A Low-Rank BUG Method for Sylvester-Type Equations
Georgios Vretinaris
TL;DR
The paper tackles solving Sylvester-type equations $A X + X B^T = C$ by a low-rank BUG-inspired approach that decomposes the problem into smaller reduced tasks, enabling efficient computation when the solution is low-rank or when coefficients are sparse. It introduces fixed-rank and rank-adaptive BUG Sylvester solvers with $X=USV^T$, derives reduced equations for $K=US$, $L=VS^T$, and a small Galerkin system for $S$, achieving a complexity of $O( k r (n^2+m^2+mn+r^2) )$. The methodology is extended to Tucker decompositions for tensor Sylvester equations, solving per-mode reduced problems and employing a rank-adaptive truncation to update the core and factor matrices without forming dense intermediates. Numerical experiments on Poisson problems and random matrices/tensors demonstrate rapid convergence and accurate low-rank approximations, especially when coefficient matrices exhibit larger spectral separation. While empirical results are promising, a rigorous convergence theory remains an open direction for future work.
Abstract
We introduce a low-rank algorithm inspired by the Basis-Update and Galerkin (BUG) integrator to efficiently approximate solutions to Sylvester-type equations. The algorithm can exploit both the low-rank structure of the solution as well as any sparsity present to reduce computational complexity.
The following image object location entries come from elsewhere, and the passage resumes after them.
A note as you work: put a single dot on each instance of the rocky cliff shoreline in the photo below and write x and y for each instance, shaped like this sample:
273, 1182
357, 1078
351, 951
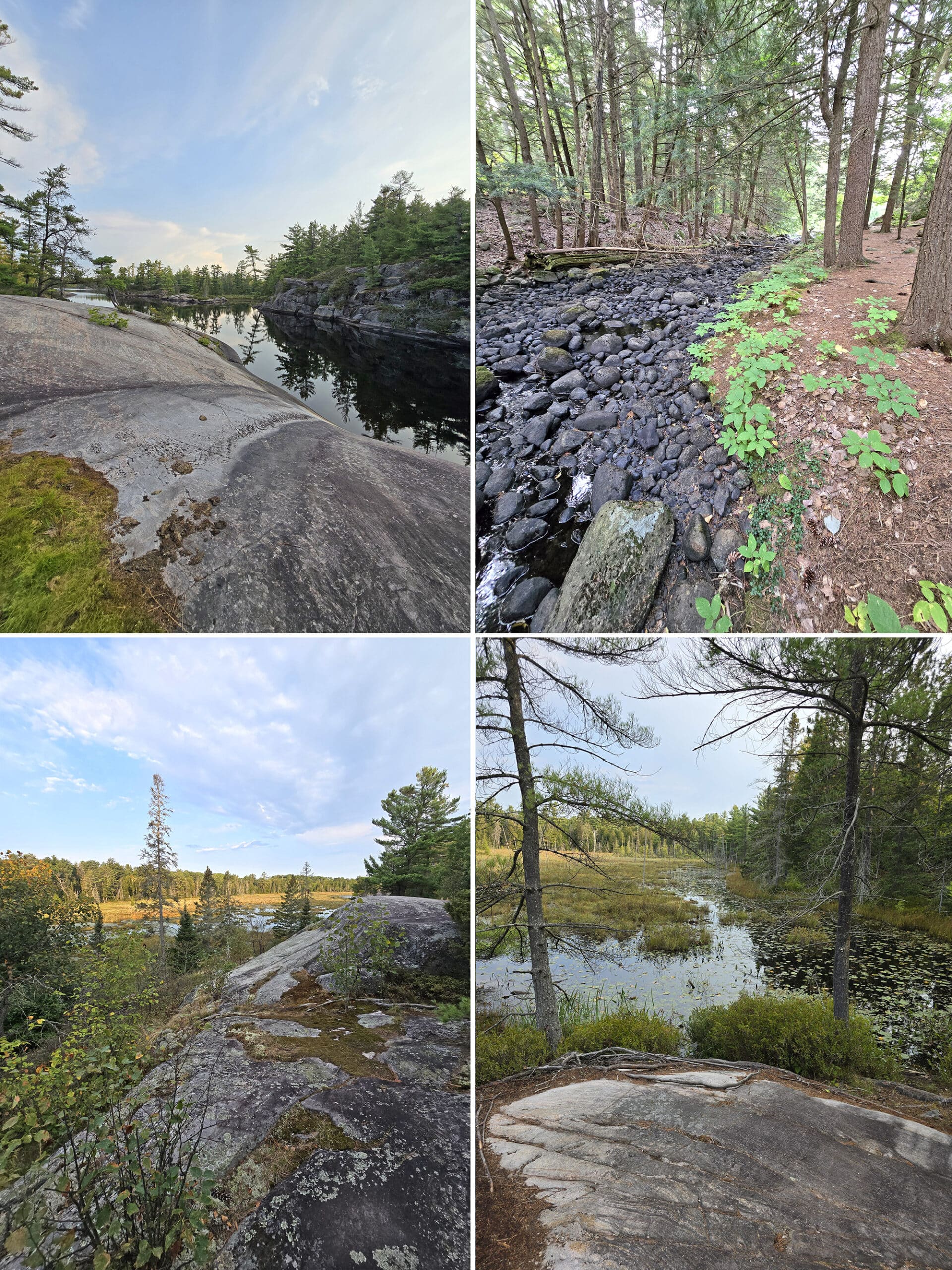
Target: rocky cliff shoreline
338, 1133
394, 300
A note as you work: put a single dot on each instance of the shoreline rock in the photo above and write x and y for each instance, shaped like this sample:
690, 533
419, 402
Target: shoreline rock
625, 422
389, 305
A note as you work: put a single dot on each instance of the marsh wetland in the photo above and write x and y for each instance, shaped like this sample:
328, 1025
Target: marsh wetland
901, 978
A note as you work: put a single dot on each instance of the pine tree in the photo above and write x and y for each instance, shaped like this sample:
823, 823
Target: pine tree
186, 952
230, 922
290, 917
416, 826
306, 906
209, 908
158, 861
97, 938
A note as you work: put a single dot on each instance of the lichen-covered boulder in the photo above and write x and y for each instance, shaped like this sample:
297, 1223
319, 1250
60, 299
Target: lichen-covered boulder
613, 578
398, 1205
428, 940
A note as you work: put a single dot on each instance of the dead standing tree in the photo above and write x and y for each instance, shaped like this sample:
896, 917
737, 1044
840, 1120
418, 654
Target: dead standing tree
529, 701
870, 685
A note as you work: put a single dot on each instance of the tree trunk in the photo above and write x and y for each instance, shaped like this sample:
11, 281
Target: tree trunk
909, 127
881, 127
873, 51
542, 986
927, 321
833, 115
497, 203
851, 808
515, 106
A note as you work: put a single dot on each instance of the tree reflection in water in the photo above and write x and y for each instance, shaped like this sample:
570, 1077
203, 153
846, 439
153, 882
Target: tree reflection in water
389, 384
394, 388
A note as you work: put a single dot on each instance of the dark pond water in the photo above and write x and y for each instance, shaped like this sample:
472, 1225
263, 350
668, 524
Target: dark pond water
899, 977
395, 390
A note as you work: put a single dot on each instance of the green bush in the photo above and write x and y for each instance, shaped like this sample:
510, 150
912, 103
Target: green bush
796, 1033
638, 1029
503, 1053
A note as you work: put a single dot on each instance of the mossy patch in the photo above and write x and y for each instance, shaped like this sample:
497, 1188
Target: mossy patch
338, 1039
59, 568
295, 1137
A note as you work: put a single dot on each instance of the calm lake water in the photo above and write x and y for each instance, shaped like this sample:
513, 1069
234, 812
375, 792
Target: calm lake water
395, 390
894, 974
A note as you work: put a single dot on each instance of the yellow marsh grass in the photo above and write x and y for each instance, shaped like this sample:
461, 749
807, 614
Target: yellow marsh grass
126, 911
606, 902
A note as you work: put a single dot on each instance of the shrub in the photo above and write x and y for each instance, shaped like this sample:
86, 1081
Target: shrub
674, 939
357, 947
507, 1052
805, 935
633, 1029
796, 1033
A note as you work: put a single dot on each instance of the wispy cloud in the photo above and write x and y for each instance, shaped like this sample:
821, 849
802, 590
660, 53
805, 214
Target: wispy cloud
78, 13
366, 87
316, 91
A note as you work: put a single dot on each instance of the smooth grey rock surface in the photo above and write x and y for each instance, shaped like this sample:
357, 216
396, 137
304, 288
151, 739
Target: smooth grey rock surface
315, 529
399, 1205
405, 1196
428, 942
667, 1176
613, 578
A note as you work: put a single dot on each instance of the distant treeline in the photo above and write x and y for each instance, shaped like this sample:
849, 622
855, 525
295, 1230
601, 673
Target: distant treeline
110, 881
499, 827
399, 226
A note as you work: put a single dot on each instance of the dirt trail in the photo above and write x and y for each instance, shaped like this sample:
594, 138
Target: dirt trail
885, 544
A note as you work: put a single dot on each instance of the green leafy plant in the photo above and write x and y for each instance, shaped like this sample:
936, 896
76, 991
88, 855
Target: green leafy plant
748, 439
936, 605
875, 614
107, 318
757, 557
797, 1033
357, 945
879, 314
873, 357
450, 1014
824, 382
715, 619
136, 1196
875, 454
890, 395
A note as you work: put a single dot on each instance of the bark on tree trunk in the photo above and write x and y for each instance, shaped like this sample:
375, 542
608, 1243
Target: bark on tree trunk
873, 51
542, 986
927, 321
833, 117
518, 123
909, 127
844, 911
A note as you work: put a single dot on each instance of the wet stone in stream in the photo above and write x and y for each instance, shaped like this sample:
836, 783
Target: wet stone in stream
595, 403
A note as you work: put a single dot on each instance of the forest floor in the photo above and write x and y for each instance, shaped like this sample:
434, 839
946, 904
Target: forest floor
885, 545
660, 228
511, 1230
126, 911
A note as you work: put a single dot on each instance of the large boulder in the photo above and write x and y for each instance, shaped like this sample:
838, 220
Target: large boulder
261, 515
428, 940
613, 578
715, 1171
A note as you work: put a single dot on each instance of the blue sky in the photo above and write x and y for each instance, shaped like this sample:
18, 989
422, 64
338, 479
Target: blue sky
192, 127
273, 751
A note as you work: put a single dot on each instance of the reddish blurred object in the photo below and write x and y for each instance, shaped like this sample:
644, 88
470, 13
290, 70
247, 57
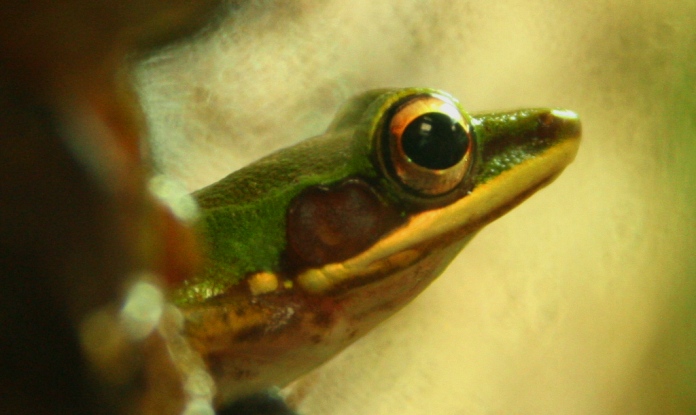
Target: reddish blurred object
75, 218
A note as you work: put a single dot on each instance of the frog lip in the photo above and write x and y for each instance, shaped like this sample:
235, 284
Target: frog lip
432, 229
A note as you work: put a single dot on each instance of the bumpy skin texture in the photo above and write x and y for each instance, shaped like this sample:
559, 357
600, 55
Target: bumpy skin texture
244, 214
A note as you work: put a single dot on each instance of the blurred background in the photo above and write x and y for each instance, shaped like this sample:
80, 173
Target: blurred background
580, 301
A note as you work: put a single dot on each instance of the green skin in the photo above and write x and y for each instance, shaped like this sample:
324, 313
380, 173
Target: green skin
244, 215
311, 247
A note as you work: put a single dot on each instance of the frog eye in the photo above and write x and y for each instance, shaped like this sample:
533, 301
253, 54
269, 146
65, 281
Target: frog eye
429, 145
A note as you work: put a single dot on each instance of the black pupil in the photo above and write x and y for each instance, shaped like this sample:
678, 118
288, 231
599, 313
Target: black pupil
435, 141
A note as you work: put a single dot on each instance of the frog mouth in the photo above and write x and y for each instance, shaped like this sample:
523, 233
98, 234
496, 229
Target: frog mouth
432, 231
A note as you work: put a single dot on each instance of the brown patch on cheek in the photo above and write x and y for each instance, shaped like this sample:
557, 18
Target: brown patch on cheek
326, 225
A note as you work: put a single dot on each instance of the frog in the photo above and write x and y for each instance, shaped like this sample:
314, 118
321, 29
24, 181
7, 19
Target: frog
311, 247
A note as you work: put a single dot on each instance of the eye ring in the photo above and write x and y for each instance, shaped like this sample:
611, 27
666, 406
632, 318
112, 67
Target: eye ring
429, 144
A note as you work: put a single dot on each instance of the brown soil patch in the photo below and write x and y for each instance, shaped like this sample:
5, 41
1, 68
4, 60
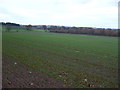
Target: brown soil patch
17, 75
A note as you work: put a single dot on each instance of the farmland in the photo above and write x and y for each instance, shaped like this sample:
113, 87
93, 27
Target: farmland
75, 60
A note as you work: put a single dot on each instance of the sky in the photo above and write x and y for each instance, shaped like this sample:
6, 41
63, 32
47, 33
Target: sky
79, 13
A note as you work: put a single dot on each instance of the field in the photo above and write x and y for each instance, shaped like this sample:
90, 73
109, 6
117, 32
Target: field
76, 60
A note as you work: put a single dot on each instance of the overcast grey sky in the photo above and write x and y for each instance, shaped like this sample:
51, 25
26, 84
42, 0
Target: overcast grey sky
81, 13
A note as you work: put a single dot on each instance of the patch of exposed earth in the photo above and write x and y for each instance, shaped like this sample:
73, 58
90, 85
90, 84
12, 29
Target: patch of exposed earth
17, 75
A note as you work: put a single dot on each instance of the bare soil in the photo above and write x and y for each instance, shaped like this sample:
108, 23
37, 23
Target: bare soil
17, 75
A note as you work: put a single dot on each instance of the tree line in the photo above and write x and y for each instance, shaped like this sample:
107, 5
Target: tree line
85, 30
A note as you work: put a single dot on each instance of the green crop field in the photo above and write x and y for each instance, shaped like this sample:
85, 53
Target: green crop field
70, 58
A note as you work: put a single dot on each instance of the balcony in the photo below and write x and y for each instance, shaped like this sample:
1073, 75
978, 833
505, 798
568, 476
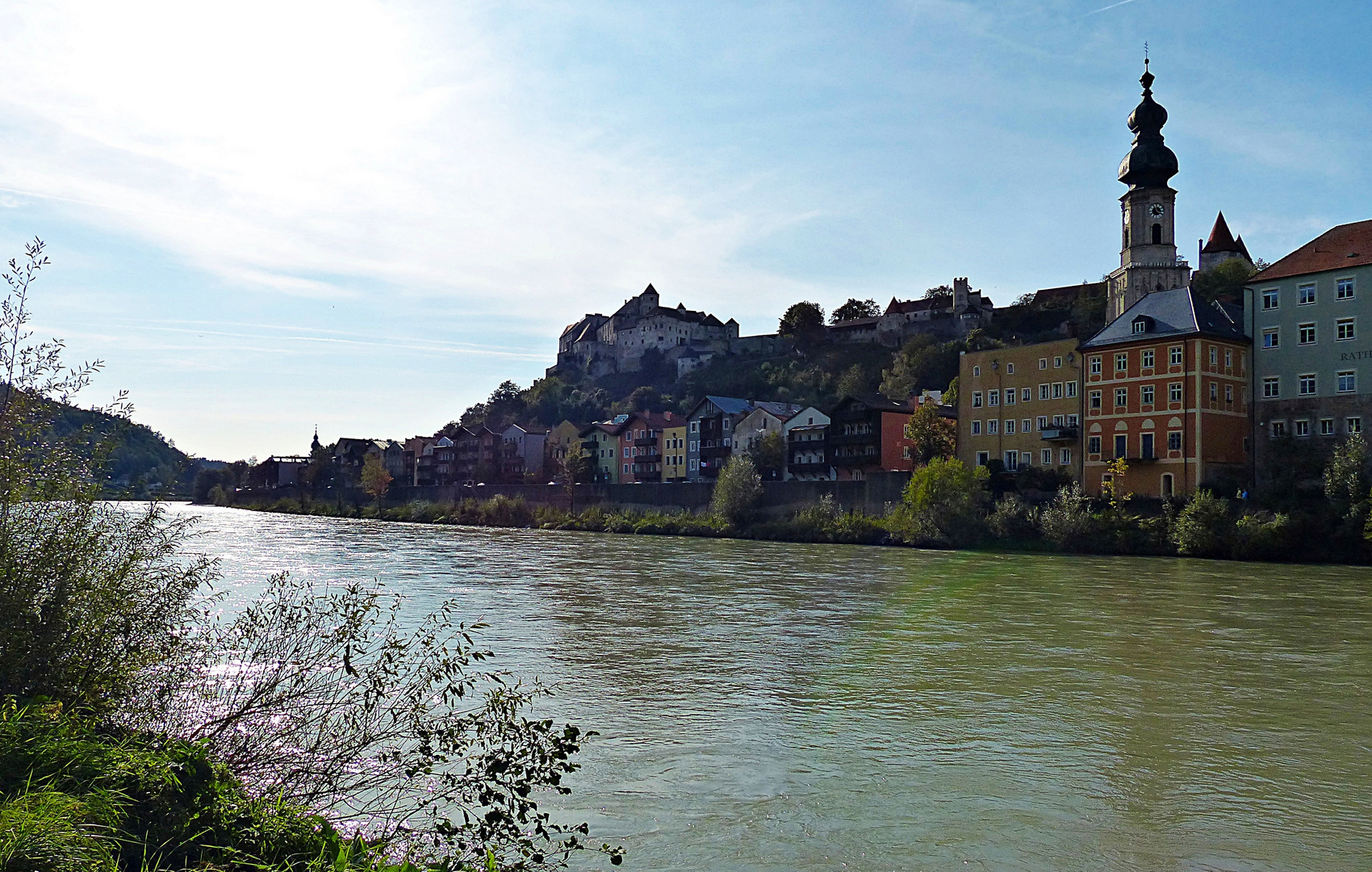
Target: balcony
1058, 434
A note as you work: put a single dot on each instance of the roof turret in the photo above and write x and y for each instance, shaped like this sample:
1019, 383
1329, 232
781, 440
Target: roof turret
1150, 164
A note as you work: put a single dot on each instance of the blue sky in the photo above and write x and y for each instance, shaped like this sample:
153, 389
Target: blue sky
364, 216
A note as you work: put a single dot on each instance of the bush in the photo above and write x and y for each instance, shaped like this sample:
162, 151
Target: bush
944, 503
1203, 526
1013, 519
737, 489
1066, 522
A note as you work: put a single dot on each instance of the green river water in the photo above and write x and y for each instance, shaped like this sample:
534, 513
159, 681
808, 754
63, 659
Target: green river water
774, 706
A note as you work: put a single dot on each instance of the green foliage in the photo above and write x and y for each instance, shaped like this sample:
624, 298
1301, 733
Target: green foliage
1066, 522
946, 501
737, 489
932, 434
855, 309
1224, 279
1203, 527
922, 363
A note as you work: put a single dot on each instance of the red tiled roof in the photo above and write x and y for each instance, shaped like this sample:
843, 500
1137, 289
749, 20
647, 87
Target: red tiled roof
1345, 246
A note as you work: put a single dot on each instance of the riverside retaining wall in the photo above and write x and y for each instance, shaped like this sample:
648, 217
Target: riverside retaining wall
868, 496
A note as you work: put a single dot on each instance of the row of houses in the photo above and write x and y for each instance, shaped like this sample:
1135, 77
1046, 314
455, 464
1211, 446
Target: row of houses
1189, 392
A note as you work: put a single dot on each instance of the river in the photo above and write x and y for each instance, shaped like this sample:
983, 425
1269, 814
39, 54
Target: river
774, 706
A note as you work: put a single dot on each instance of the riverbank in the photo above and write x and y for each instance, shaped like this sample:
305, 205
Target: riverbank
1203, 527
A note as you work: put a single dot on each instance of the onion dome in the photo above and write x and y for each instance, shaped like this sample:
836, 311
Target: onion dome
1150, 164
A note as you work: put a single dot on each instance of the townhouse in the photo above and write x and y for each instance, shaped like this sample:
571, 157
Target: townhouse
1021, 405
1166, 390
1312, 370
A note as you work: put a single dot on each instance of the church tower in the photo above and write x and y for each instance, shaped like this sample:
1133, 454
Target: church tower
1148, 252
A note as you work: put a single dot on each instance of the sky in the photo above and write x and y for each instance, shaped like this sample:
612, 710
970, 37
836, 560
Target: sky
361, 216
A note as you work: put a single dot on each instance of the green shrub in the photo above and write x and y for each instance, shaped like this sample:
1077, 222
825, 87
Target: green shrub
737, 489
1203, 527
1066, 522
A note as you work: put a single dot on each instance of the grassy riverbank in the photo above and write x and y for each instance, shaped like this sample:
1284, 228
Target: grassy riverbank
1072, 523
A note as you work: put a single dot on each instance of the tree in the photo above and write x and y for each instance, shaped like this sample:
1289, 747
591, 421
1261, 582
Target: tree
932, 434
1225, 279
737, 489
855, 309
921, 363
376, 481
803, 321
946, 501
770, 455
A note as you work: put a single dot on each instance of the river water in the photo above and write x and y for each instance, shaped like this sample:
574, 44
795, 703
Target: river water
774, 706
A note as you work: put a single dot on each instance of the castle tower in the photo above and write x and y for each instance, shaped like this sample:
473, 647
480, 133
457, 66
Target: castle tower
1148, 252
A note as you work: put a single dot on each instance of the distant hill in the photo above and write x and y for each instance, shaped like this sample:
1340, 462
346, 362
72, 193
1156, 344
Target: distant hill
143, 462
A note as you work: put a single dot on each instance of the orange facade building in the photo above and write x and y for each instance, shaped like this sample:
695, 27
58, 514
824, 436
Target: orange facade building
1166, 389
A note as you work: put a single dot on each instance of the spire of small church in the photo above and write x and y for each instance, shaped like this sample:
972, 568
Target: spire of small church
1150, 164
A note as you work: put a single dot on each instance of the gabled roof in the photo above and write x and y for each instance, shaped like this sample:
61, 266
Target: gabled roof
1179, 312
1342, 247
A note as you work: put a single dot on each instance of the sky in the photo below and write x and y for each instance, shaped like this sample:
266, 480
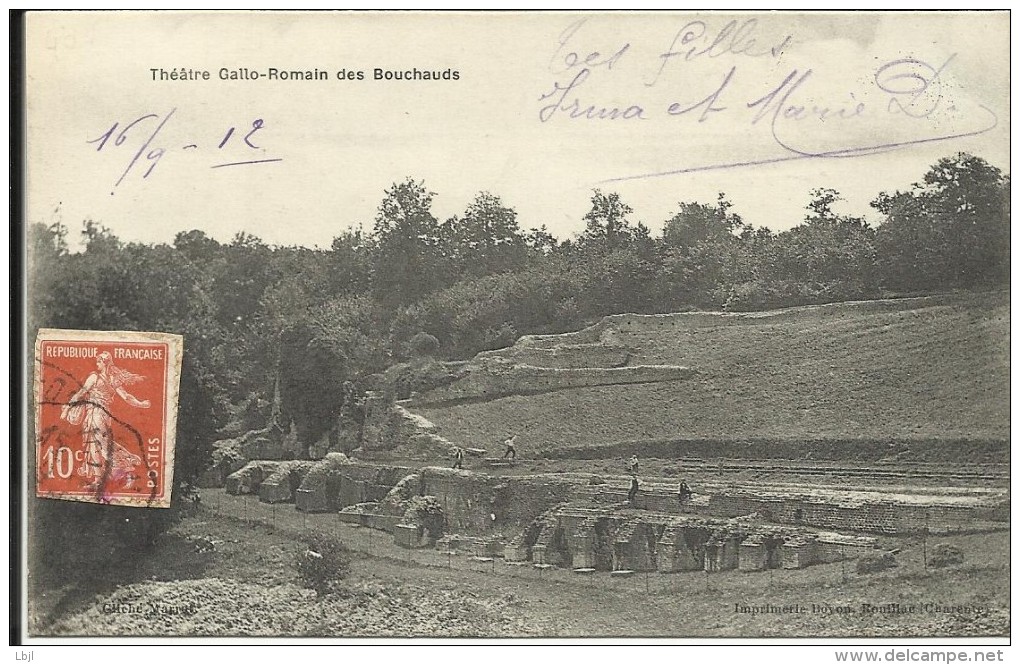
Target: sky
546, 107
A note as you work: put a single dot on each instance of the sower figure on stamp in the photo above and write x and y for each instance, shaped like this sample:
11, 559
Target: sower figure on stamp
511, 451
91, 407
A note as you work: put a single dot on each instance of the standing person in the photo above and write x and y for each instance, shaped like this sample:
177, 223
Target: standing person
91, 407
684, 495
511, 451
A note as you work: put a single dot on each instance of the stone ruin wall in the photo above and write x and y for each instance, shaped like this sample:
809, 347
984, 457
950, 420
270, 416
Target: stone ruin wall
581, 538
868, 516
609, 327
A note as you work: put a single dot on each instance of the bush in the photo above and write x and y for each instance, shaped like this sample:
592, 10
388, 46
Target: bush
945, 555
875, 563
323, 564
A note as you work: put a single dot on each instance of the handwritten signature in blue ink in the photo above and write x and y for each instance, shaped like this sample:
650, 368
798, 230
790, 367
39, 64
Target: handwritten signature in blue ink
911, 89
113, 139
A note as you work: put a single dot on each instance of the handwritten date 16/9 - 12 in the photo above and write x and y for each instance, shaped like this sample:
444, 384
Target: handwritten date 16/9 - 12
141, 134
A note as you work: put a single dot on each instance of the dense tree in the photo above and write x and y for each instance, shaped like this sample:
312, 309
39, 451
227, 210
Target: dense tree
951, 231
606, 224
487, 239
407, 262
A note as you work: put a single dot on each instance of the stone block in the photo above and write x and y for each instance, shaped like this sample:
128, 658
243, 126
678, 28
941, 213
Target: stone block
407, 535
753, 557
274, 493
311, 501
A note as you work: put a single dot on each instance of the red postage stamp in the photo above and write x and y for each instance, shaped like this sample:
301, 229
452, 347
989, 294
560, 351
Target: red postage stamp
106, 407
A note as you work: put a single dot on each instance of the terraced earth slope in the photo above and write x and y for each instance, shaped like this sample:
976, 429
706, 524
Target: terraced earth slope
909, 370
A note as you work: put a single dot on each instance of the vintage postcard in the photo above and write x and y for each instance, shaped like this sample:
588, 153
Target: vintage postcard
106, 411
687, 325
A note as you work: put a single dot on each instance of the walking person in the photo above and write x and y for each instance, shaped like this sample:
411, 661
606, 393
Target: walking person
684, 496
633, 490
511, 451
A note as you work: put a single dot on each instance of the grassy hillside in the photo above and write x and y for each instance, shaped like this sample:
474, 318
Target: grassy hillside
915, 369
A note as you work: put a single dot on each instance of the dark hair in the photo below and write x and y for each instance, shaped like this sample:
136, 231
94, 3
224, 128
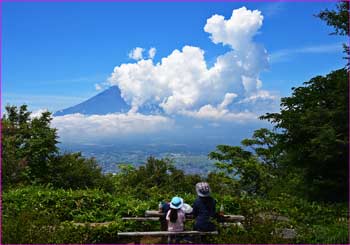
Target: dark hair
208, 203
173, 215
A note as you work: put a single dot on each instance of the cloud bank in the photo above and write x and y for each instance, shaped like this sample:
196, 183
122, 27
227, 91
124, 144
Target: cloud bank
78, 127
183, 83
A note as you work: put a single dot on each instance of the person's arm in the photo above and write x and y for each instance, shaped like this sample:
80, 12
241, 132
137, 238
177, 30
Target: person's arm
195, 209
168, 216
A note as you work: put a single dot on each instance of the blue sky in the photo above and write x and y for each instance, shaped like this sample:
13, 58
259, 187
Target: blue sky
56, 55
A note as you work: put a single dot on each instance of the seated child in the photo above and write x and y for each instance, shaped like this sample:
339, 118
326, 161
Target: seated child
175, 216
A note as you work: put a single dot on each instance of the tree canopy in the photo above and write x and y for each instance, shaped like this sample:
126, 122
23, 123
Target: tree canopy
314, 133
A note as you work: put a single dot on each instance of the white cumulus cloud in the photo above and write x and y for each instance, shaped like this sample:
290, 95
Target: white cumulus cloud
184, 82
98, 87
152, 52
236, 31
136, 53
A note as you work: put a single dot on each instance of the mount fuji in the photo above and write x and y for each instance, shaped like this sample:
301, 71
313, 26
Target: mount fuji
108, 101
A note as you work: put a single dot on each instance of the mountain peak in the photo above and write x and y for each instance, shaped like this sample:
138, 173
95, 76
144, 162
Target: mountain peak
108, 101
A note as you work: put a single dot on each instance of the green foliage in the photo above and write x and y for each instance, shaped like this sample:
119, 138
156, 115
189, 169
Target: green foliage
27, 145
71, 170
339, 19
314, 125
30, 155
251, 175
154, 179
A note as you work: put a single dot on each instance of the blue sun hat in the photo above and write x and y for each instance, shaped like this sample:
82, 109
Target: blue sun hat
176, 203
203, 189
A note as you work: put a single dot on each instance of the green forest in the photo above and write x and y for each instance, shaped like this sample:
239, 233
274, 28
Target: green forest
297, 169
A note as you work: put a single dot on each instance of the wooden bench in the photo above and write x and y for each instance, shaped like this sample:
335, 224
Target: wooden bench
225, 218
138, 234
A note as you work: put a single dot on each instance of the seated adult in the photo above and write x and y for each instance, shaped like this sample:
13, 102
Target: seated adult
204, 208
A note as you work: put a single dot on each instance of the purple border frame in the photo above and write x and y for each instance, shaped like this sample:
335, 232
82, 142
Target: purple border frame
183, 1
Even when a standard dense solver, such as the Bartels-Stewart algorithm, is used for the reduced Sylvester equations generated by our approach, the overall computational complexity for constructing and solving the associated linear systems reduces to O(kr(n^2+m^2 +mn + r^2)), for X in R^{m \times n}, where k is the number of iterations and r the rank of the approximation.